Tomas Holderness is managing partner of the Urban Systems and Environments Research Group, a worker-owned research cooperative based in London and Berlin. His work focuses human-machine networks for urban resilience to extreme weather events, using social media, digital sensors and drones.
He is a visiting-fellow of the MIT Urban Risk Lab, where he developed the Urban Risk Map project, a platform for crowd-sourcing flood response, currently operational in Indonesia, India and the United States. The platform’s open source software ‘CogniCity’ has been recognised by the Open Data Institute and Prix Ars Electronica, and has been cited as an example of best practice by the OECD, the Red Cross, the FCC, the Australian Parliament, and the United Nations.

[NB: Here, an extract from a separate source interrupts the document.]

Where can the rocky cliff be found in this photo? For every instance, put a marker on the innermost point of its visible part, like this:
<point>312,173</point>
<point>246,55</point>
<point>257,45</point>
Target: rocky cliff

Previously, Tomas directed the Open Source Geospatial Laboratory at the SMART Infrastructure Facility in Australia, where he developed spatial modelling approaches for infrastructure assessments in data-scarce environments using Open Street Map and Open Drone Map, supported by the Humanitarian Innovation Fund. The lab’s publication on sanitation networks in informal settlements in Africa subsequently received the 2015 James Hill Prize from the Institute of Civil Engineers’.
Tomas is a Fellow of the Royal Geographical Society where he holds the professional title of Chartered Geographer. Supported by the Engineering and Physical Sciences Research Council he received his PhD from Newcastle University in the United Kingdom.